You don’t look gay (Julius Thesing)

You don’t look gay (Julius Thesing)

Klappentext:

Du siehst gar nicht schwul aus.
Mit Schwuchtel meine ich ja nicht dich.
Wer von beiden ist denn die Frau?

Na, wiedererkannt?
Homophobie versteckt sich im Alltag oft hinter unbedachten Phrasen und ist im Grunde nie so gemeint. Wie fühlt es sich aber an, solche Sätze immer wieder hören zu müssen? Und wird sich das noch ändern?

Eine illustrierte und sehr persönliche Auseinandersetzung mit dem Weg zum Coming-Out, mit Geschichten aus dem Sex-Shop, solchen von Wut und Enttäuschung, Mut und Zuversicht, doch vor allem eine Auseinandersetzung mit der alltäglichen Homophobie.

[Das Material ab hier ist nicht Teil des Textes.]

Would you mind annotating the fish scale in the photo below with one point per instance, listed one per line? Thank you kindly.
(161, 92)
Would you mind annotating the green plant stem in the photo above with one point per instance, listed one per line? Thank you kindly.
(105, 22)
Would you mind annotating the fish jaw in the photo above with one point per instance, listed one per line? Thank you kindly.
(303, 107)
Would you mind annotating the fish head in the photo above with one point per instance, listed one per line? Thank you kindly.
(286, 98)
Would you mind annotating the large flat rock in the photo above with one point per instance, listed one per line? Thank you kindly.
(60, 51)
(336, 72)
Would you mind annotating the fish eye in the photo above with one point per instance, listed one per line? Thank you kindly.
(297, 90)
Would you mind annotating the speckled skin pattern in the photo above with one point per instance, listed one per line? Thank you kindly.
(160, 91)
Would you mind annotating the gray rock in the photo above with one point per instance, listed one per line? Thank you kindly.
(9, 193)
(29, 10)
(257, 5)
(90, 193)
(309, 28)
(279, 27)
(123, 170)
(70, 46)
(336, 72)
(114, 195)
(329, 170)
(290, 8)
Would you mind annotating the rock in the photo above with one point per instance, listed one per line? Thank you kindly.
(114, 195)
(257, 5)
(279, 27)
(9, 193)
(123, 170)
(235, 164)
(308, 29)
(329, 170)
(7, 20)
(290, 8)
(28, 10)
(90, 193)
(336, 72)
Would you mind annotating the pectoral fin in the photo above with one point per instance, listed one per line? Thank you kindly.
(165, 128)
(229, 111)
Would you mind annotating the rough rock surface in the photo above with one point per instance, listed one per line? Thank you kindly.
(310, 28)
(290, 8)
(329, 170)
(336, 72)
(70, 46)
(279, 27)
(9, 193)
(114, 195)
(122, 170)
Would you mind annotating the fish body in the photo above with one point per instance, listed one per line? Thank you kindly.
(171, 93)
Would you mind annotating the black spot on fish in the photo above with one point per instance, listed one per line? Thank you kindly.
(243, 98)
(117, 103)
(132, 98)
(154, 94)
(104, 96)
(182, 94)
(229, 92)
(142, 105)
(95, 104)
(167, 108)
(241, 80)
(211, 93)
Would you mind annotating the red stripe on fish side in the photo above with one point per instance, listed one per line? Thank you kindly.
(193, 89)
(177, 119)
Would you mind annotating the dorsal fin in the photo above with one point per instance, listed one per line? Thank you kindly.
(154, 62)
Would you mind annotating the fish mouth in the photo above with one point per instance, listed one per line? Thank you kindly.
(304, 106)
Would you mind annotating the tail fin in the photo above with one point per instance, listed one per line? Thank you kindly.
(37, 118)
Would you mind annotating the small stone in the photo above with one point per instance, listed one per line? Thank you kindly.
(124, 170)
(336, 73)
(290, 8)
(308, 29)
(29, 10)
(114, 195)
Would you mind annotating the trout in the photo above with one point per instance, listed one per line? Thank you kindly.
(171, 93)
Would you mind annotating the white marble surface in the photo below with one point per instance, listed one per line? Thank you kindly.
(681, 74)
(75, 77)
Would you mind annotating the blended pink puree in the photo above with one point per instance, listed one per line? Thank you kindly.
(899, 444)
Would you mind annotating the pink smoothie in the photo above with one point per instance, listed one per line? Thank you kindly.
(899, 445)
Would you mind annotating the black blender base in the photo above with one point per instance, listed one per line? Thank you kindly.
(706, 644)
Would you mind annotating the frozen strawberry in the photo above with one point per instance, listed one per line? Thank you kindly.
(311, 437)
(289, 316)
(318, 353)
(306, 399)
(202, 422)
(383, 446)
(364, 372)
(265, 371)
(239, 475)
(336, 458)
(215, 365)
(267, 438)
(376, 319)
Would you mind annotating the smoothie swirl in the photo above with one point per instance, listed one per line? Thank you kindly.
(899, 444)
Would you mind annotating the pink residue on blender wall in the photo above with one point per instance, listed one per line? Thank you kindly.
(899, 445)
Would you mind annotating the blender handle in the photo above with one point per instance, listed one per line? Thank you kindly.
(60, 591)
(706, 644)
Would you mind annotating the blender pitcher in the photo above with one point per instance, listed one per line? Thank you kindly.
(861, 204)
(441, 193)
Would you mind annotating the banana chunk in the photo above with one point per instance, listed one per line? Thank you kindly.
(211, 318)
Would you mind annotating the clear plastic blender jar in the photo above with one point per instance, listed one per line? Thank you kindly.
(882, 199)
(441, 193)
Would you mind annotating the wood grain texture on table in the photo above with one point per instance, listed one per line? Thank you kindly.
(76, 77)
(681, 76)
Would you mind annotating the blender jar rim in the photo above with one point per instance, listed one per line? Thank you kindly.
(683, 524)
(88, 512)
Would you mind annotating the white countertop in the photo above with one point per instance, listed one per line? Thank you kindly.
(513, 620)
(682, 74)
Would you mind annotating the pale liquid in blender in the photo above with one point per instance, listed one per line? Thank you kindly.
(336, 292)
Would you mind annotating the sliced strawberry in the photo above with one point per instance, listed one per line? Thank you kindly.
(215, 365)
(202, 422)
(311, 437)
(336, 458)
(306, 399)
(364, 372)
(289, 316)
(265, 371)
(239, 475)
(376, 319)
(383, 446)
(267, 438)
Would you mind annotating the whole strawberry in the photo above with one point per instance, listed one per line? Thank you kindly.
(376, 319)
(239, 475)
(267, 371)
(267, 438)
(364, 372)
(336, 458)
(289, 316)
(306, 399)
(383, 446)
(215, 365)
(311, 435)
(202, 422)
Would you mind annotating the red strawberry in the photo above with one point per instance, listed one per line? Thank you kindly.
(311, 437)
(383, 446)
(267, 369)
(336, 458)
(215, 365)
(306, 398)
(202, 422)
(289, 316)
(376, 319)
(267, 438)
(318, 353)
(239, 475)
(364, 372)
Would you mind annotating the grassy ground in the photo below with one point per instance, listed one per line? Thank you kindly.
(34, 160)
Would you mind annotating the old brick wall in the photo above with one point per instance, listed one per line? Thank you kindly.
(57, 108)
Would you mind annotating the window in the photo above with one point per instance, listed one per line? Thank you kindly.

Ein Buch, das gleichzeitig nachdenklich und manchmal sogar wütend macht und Anlässe zum Schmunzeln gibt; das informiert, die Augen öffnet und helfen kann.


Rezension:

Obwohl die Welt mit jedem Tag ein wenig aufgeklärter ist, gibt es noch viel zu tun. Viel zu oft werden im Alltag Aussagen getroffen, die unbedacht sind und unbeabsichtigt Menschen verletzt. Manchmal steckt aber auch Kalkül dahinter und Personen, die nicht in das allgemein anerkannte Gesellschaftsbild passen, ganz bewusst beschimpft und körperlich angegriffen. In You don’t look gay befasst sich Julius Thesing mit genau diesem Thema und berichtet über seine eigenen Erfahrungen. Die Texte sind sehr persönlich gehalten und haben einen emotionalen Touch, ohne dabei weinerlich zu sein. Auch Anschuldigungen und Vorwürfe sucht man hier vergeblich, denn trotz der teilweise sehr privaten Details schafft der Autor es, auf einer sachlichen Ebene zu bleiben. Interessant sind auch die Statistiken und einige historische Zusammenhänge, die zeigen, in welchem Umfang die Diskriminierung homosexueller Menschen tatsächlich passiert.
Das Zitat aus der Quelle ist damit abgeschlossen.